Michigan’s agriculture spending is a tiny piece of the total state budget, at about $103 million in total state spending, state data show. Yet agriculture spending has spiked by 64 percent from Snyder’s first budget to the current year’s budget, when adjusted for inflation.

Agriculture’s share of the general fund more than doubled since 2012.

[Editor's Note: This is just one story in a series examining Michigan's budgets during Gov. Rick Snyder's tenure as he prepares to release his final budget proposal.]

Michigan is second only to California when it comes to the diversity of agricultural products grown here, and the sector is a big part of the state’s economy.

A document prepared by the Senate Fiscal Agency and provided by state Sen. Dave Hildenbrand shows the Michigan Department of Agriculture and Rural Development increased full-time employees by roughly 61, to nearly 500 workers, and invested in programs such as agriculture research, food and milk safety and animal disease prevention. The department also offers rural development grants that can help with expansion and worker training in such industries as food and agriculture, mining and forestry.

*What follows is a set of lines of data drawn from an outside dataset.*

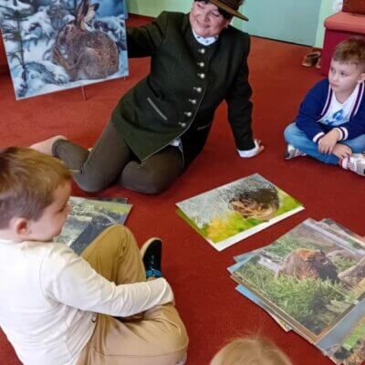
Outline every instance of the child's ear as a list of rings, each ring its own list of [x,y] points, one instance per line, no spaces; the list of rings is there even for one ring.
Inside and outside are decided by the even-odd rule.
[[[16,217],[11,222],[14,232],[19,238],[27,238],[30,234],[29,221],[26,218]]]

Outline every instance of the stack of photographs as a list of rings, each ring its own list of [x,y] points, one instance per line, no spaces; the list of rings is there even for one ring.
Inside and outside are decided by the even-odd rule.
[[[236,290],[336,364],[365,360],[365,240],[307,219],[228,267]]]
[[[91,200],[71,196],[68,203],[71,213],[54,241],[68,245],[78,255],[110,225],[123,224],[132,207],[126,198]]]
[[[177,214],[218,251],[304,209],[258,173],[176,205]]]

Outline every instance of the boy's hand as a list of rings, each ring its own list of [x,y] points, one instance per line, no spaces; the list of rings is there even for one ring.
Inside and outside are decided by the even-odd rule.
[[[319,152],[327,154],[332,153],[339,138],[339,133],[336,130],[329,130],[318,142]]]
[[[334,147],[332,153],[339,157],[339,159],[342,160],[345,159],[352,154],[352,151],[349,146],[345,144],[337,143]]]

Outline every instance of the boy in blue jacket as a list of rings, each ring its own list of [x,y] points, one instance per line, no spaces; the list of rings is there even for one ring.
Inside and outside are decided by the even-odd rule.
[[[284,132],[286,159],[309,155],[365,176],[365,39],[341,42],[328,78],[307,94]]]

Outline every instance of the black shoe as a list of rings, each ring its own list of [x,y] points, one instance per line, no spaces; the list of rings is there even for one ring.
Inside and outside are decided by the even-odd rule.
[[[162,277],[161,259],[162,256],[162,241],[160,238],[150,238],[141,248],[146,278]]]

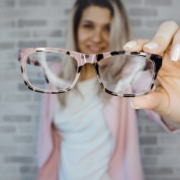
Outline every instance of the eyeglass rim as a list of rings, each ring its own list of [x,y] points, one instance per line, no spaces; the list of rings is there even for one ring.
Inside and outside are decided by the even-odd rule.
[[[76,72],[76,76],[75,79],[73,81],[73,83],[71,84],[70,87],[62,90],[62,89],[58,89],[57,91],[50,91],[50,90],[44,90],[44,89],[40,89],[40,88],[36,88],[33,85],[31,85],[31,83],[29,82],[28,78],[27,78],[27,74],[26,74],[26,70],[25,70],[25,62],[27,61],[27,58],[29,55],[34,54],[34,53],[38,53],[38,52],[50,52],[50,53],[61,53],[61,54],[66,54],[71,56],[72,58],[74,58],[77,61],[77,72]],[[92,63],[94,65],[94,68],[96,70],[97,73],[97,79],[98,82],[102,88],[103,91],[105,91],[106,93],[113,95],[113,96],[120,96],[120,97],[136,97],[136,96],[142,96],[147,94],[151,89],[153,89],[154,87],[154,82],[156,80],[157,74],[159,69],[162,66],[162,56],[157,55],[157,54],[150,54],[150,53],[145,53],[145,52],[129,52],[129,51],[111,51],[111,52],[105,52],[105,53],[101,53],[101,54],[83,54],[80,52],[76,52],[76,51],[71,51],[71,50],[66,50],[66,49],[61,49],[61,48],[52,48],[52,47],[35,47],[35,48],[25,48],[25,49],[20,49],[19,50],[19,58],[18,61],[20,63],[20,68],[21,68],[21,72],[22,72],[22,77],[24,80],[25,85],[27,86],[28,89],[35,91],[35,92],[39,92],[39,93],[46,93],[46,94],[59,94],[59,93],[65,93],[67,91],[70,91],[75,84],[77,83],[79,76],[80,76],[80,72],[82,69],[82,66],[79,63],[79,57],[82,55],[91,55],[91,56],[95,56],[95,62]],[[104,88],[103,82],[101,80],[100,74],[98,73],[98,62],[108,58],[108,57],[112,57],[112,56],[116,56],[116,55],[135,55],[135,56],[142,56],[142,57],[146,57],[148,60],[150,60],[153,64],[153,74],[152,74],[152,81],[151,84],[149,85],[148,89],[143,92],[143,93],[133,93],[133,94],[118,94],[115,92],[112,92],[106,88]]]

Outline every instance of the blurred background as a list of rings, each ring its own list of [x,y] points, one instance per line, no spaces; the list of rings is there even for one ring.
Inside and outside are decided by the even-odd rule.
[[[36,141],[42,94],[28,90],[20,48],[65,48],[74,0],[0,0],[0,180],[36,179]],[[152,38],[166,20],[180,25],[180,0],[124,0],[134,38]],[[180,180],[180,133],[169,134],[138,111],[147,180]]]

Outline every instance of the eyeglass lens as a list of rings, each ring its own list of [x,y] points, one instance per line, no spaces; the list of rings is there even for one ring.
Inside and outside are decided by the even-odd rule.
[[[116,94],[133,88],[135,94],[146,92],[153,79],[153,64],[146,57],[116,55],[98,62],[100,80]],[[41,90],[66,90],[75,80],[77,61],[66,54],[37,52],[26,60],[29,83]],[[51,89],[50,89],[51,88]]]

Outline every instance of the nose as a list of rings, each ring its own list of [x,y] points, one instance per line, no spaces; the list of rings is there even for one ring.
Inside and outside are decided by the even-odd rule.
[[[92,33],[92,41],[95,43],[99,43],[102,41],[102,33],[99,29],[95,29]]]

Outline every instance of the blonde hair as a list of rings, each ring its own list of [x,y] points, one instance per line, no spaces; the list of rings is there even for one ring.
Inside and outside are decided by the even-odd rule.
[[[75,23],[77,23],[76,22],[77,20],[75,20],[75,18],[77,19],[77,16],[78,16],[77,13],[79,13],[78,11],[80,11],[79,10],[80,3],[84,3],[84,6],[86,6],[86,7],[95,5],[95,6],[109,8],[107,6],[103,6],[104,2],[105,2],[104,0],[76,0],[74,7],[71,11],[70,19],[68,22],[68,34],[67,34],[66,49],[78,51],[78,47],[76,44],[78,24],[75,24]],[[131,30],[130,30],[130,25],[129,25],[129,19],[128,19],[125,7],[120,0],[107,0],[106,2],[109,3],[112,7],[112,9],[110,9],[110,8],[109,9],[111,11],[113,10],[113,12],[112,12],[113,17],[112,17],[111,27],[110,27],[109,51],[119,51],[119,50],[122,50],[124,44],[131,39]],[[87,4],[85,4],[85,3],[87,3]],[[84,9],[81,9],[81,12],[79,13],[80,15],[82,15],[82,12]],[[79,19],[80,18],[81,17],[79,17]],[[71,72],[72,72],[72,69],[74,69],[74,73],[76,73],[77,69],[75,68],[75,66],[72,63],[71,64],[68,63],[69,61],[64,61],[64,62],[66,63],[66,66],[65,66],[66,70],[64,72],[70,72],[68,69],[71,69]],[[122,65],[123,65],[123,63],[124,63],[124,61],[122,62]],[[74,67],[72,67],[72,66],[74,66]],[[114,72],[117,72],[116,63],[112,64],[111,68],[113,68]],[[108,69],[109,69],[109,66],[108,66]],[[62,76],[66,76],[66,79],[72,78],[70,73],[66,73],[66,74],[64,73]],[[76,87],[74,89],[78,92]],[[99,93],[102,92],[100,86],[99,86],[98,92]],[[66,105],[67,94],[68,94],[68,92],[65,94],[59,94],[59,96],[58,96],[60,103],[63,106]],[[110,95],[106,96],[105,99],[108,99],[109,96]],[[104,99],[104,96],[103,96],[103,99]]]

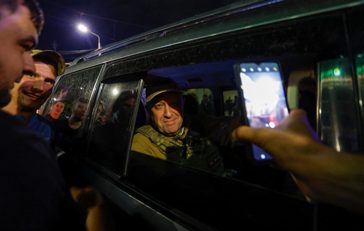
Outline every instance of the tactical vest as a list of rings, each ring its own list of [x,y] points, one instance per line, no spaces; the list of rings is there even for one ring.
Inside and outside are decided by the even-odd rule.
[[[136,132],[147,137],[167,155],[168,160],[222,175],[224,174],[222,159],[218,150],[208,139],[200,138],[195,146],[185,145],[181,139],[188,129],[182,127],[182,134],[166,136],[155,131],[150,125],[139,128]]]

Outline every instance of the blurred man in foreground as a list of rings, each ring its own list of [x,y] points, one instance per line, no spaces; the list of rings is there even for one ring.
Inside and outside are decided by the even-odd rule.
[[[11,90],[12,100],[4,108],[15,108],[18,119],[54,147],[55,134],[49,120],[37,113],[37,110],[52,93],[57,76],[66,69],[63,58],[55,51],[32,50],[35,71],[24,72],[19,83]]]
[[[241,126],[233,136],[269,153],[312,200],[364,214],[364,156],[321,144],[304,111],[292,110],[274,128]]]

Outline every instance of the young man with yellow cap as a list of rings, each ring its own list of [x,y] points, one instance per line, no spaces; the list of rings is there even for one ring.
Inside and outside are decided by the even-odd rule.
[[[54,147],[51,124],[37,114],[37,110],[50,96],[56,78],[64,73],[64,60],[60,55],[51,50],[32,50],[30,55],[34,60],[35,71],[24,72],[20,83],[11,90],[12,100],[4,109],[15,111],[16,117]]]

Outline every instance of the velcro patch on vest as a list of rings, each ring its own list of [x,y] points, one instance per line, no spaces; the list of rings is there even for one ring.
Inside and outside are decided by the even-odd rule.
[[[214,164],[217,163],[221,157],[218,152],[215,154],[215,155],[212,155],[207,156],[206,158],[207,161],[207,164],[209,167],[210,167]]]

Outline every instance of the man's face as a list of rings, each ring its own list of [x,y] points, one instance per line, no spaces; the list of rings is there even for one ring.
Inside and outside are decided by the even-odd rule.
[[[203,103],[207,103],[209,101],[209,98],[207,98],[207,95],[204,95],[203,96],[202,100],[203,101]]]
[[[97,109],[97,111],[96,112],[96,119],[98,119],[99,116],[100,116],[100,113],[101,113],[102,111],[102,105],[99,104],[99,108]]]
[[[86,114],[86,109],[87,108],[87,104],[81,102],[76,102],[72,107],[72,115],[75,120],[82,121],[85,118]]]
[[[51,95],[56,81],[53,66],[35,61],[35,72],[23,76],[18,89],[18,105],[21,110],[35,111]]]
[[[64,104],[62,102],[57,102],[52,108],[51,114],[55,115],[60,115],[64,109]]]
[[[181,95],[176,92],[163,92],[150,103],[154,105],[151,116],[159,131],[167,136],[178,134],[183,122]]]
[[[120,118],[127,118],[128,120],[131,116],[131,113],[133,111],[135,100],[135,99],[134,98],[130,98],[129,99],[121,104],[119,112]]]
[[[19,2],[20,1],[19,1]],[[19,82],[23,72],[33,72],[35,67],[29,51],[38,41],[37,30],[31,20],[27,7],[19,4],[11,13],[0,7],[0,108],[11,99],[10,90]]]

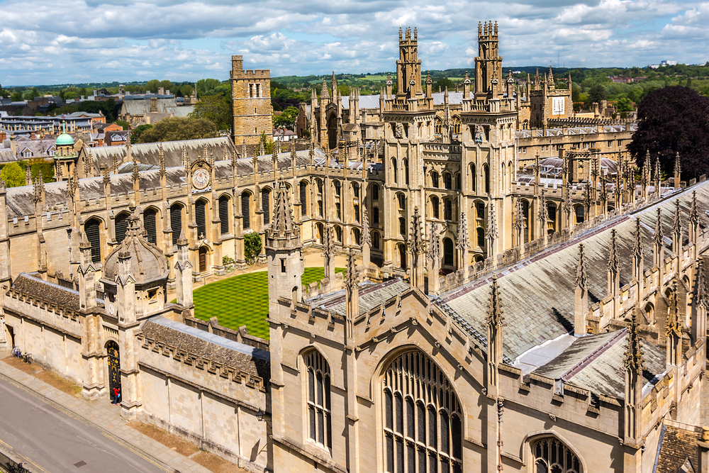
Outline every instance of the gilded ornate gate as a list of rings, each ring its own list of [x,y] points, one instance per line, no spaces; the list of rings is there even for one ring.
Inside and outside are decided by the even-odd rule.
[[[118,344],[110,340],[106,344],[106,351],[108,355],[108,393],[111,402],[116,402],[113,389],[121,389],[121,359]]]

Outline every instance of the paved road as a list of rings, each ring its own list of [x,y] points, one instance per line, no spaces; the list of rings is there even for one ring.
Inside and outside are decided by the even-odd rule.
[[[4,443],[3,445],[1,444]],[[165,473],[155,462],[33,393],[0,379],[0,447],[48,473]],[[82,464],[83,463],[83,464]]]

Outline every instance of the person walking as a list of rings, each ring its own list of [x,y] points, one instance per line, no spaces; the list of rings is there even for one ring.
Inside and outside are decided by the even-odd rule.
[[[113,388],[113,404],[116,406],[121,402],[121,388]]]

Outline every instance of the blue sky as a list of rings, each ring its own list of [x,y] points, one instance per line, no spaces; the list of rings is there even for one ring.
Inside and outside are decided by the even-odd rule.
[[[503,65],[709,60],[709,1],[0,0],[0,84],[226,79],[233,54],[272,76],[393,70],[400,27],[424,69],[472,68],[479,21]]]

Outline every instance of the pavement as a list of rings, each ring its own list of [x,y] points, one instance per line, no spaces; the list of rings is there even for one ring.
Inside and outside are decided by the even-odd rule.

“Agriculture ‒ just like one of our other biggest industries, manufacturing ‒ is continually changing and Michigan needs to stay ahead of the curve,” Snyder spokeswoman Anna Heaton said via email.

Hildenbrand, chair of the Senate's appropriation's committee, offered another explanation: There are numerous state lawmakers with backgrounds in agriculture.

“It’s been something that a number of legislators have been fighting for just because of their background in agriculture, and they recognize it as such an important industry in our state,” he said.